The Vol football team started the new year off with a statement. While most of us were still yawning and stretching, the Vols were leaving Northwestern flatter than a bean and cheese tostada in the Outback Bowl in Tampa, Fla.
For anyone who may have turned off the game before the score was finalized, UT pounded a No. 12-ranked Northwestern team 45-6. That allowed the Vols to close the year on a six-game winning streak, their longest since 2003.
What all this means is it’s time to break out the ladder because the Vols are ready to climb to the next level of college football. There’s no reason UT shouldn’t be among the final four in next year’s college football playoffs.
Said QB Joshua Dobbs in an AP interview about next year’s team, “The sky’s the limit.”
This year’s 9-4 campaign may best be remembered as the one where players should have spent the offseason learning the Heimlich maneuver. The Vols couldn’t stop choking early in the year.
Tennessee was up at least two touchdowns in losses to Oklahoma, Florida and Arkansas, which produced a 2-3 start. The Vols then flashed a bit of resolve by erasing a 21-point deficit in a 38-31 victory over Georgia. UT followed that with a 19-14 setback at Alabama, another game the Vols led in the fourth quarter. It would prove to be the last loss of the season.
“There were a lot of individuals who wanted to bury us,” UT coach Butch Jones told the AP. “Actually, the adversity brought us closer and closer together.”
The Vols punctuated a dominant second half of the year with the most lopsided bowl victory in school history. UT only started five seniors in that wrecking ball of a game against Northwestern.
UT is scheduled to return Dobbs for his third season as starting QB and Jalen Hurd for his third season as starting RB. The defense is expected to include the highlight reel known as Derek Barnett, coming off back-to-back, 10-sack seasons.

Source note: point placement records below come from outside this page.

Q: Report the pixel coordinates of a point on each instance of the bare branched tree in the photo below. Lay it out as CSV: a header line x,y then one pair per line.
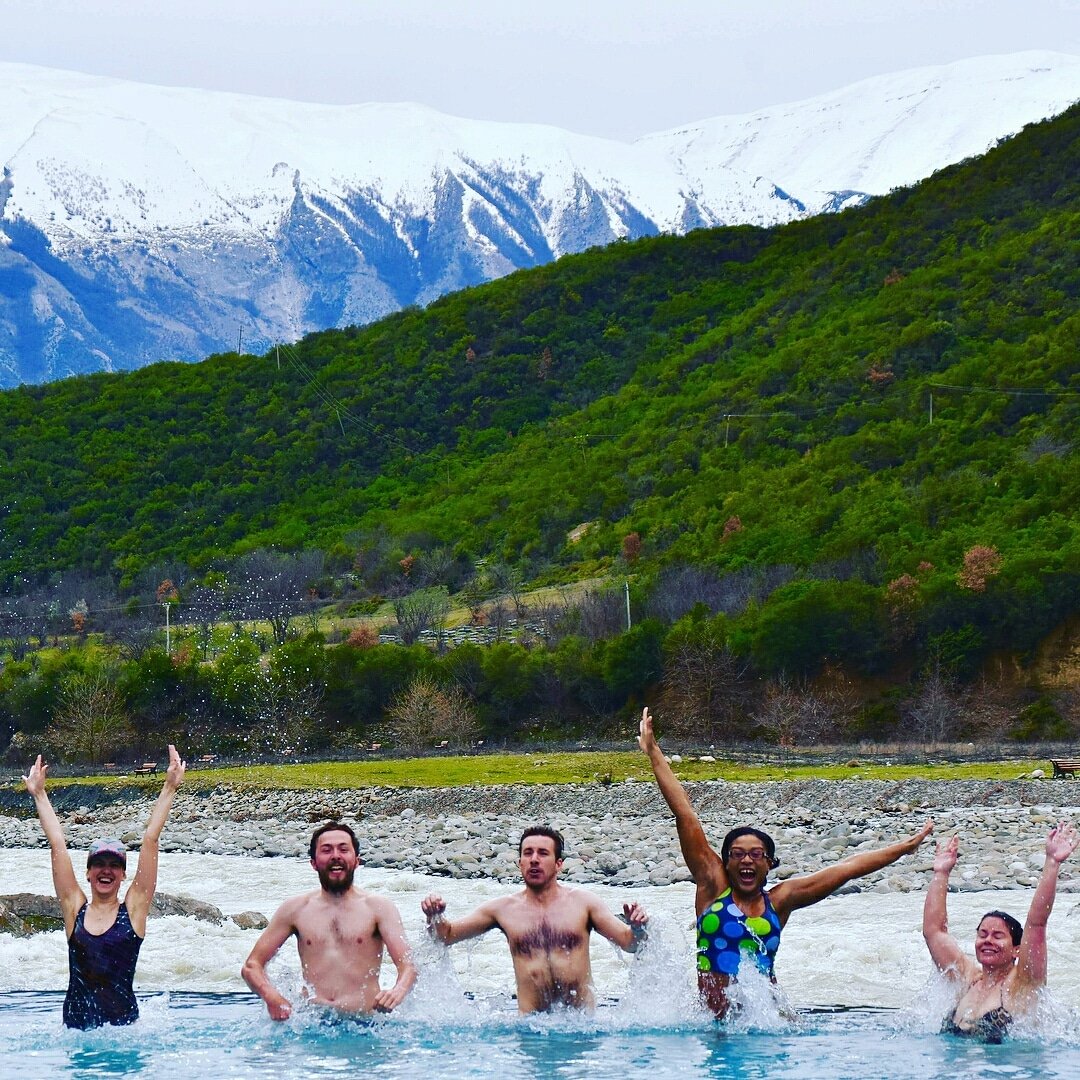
x,y
797,714
427,714
281,713
933,712
705,694
90,719
420,610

Coincidentally, should the Vols make it all the way to the college football championship game, they will be making a return trip to Tampa.
“They can be back in Tampa again,” said offensive tackle Kyler Kerbyson, one of five seniors lost. “I believe in them 100 percent they can do it.”
This season may go down as Year of the If. What if the Vols hadn’t collapsed against Oklahoma? What if they’d finished off Florida?
I say next season is sure to enthrall. It will be Year of the Vol.